Part of Speech: Adjective
Meaning: Illegally produced and sold, as bootleg liquor or bootleg videos.
Notes: In the era of a world economy, it is difficult for a company to control the production and sale of its products in other countries. The problem becomes especially acute if the product may be copied as easily as videos and computer programs. The problem of bootleg digital products is a pressing issue for some companies today, raising our curiosity as to where this odd little word came from. It may be used as a verb unchanged, to bootleg (videos) and those who bootleg are bootleggers.
In Play: In the US, this word was rescued from obscurity during Prohibition, when alcoholic beverages were outlawed and legal liquor was unobtainable. The word is still most closely associated with bootleg liquor: "When I returned from Scotland, I tried to wean my father from his old bootleg hooch to single malt Scotch, but he was too set in his ways." Today, however, the meaning is spreading into other areas of misappropriation: "Why do I think this is a bootleg video, you ask? Well, the first clue is the fact that the sound track has been dubbed in Chinese."
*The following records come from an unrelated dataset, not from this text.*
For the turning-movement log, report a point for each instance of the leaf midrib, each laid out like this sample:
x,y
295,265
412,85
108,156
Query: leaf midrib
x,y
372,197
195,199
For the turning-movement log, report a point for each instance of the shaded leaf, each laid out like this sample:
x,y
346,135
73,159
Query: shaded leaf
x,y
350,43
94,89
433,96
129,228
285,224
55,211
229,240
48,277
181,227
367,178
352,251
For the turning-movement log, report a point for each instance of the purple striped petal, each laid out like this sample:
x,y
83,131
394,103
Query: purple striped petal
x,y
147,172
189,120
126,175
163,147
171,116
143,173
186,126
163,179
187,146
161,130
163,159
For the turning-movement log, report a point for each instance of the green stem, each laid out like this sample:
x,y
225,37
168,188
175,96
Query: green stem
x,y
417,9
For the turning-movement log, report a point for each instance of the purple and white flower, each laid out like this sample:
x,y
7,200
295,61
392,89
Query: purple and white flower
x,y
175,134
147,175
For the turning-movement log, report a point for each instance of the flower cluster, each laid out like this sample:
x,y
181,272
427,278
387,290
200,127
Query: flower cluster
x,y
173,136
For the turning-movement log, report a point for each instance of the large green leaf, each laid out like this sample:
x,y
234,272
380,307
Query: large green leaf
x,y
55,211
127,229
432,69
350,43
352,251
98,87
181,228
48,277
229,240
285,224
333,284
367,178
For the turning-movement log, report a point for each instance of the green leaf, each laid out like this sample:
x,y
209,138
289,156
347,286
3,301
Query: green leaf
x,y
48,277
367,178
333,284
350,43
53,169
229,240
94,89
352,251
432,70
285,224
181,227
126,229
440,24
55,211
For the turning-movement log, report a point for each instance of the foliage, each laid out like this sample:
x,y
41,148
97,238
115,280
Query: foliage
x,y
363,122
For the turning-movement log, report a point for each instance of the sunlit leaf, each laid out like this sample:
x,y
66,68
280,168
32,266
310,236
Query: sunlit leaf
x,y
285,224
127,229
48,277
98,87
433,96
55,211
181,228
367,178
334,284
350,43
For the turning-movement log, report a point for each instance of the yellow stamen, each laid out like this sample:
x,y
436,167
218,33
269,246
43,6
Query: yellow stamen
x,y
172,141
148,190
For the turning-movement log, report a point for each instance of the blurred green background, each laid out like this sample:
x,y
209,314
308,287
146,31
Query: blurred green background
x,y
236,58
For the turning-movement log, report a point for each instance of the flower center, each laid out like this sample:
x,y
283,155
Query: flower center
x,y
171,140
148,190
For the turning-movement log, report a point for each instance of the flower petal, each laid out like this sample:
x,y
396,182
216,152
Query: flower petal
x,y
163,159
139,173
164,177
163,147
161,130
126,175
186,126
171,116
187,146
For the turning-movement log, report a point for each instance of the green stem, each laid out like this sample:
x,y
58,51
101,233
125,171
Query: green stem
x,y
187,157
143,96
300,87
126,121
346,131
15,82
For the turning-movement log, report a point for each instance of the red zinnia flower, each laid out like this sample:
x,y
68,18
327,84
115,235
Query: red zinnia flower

Word History: The leg of a boot—or bootleg—is that part of a tall boot above the instep. Today's sense of bootleg came from the era of swashbuckling boots that rose to the thighs, the tops of which could be folded down. Rolled all the way up they provided a neat compartment for concealing small items, such as jewelry, while passing through customs. So the word first emerged as a verb meaning to smuggle in a bootleg (or two). The meaning eventually dissolved into smuggling anything anyway and, when men began wearing tighter boots, to what it means today.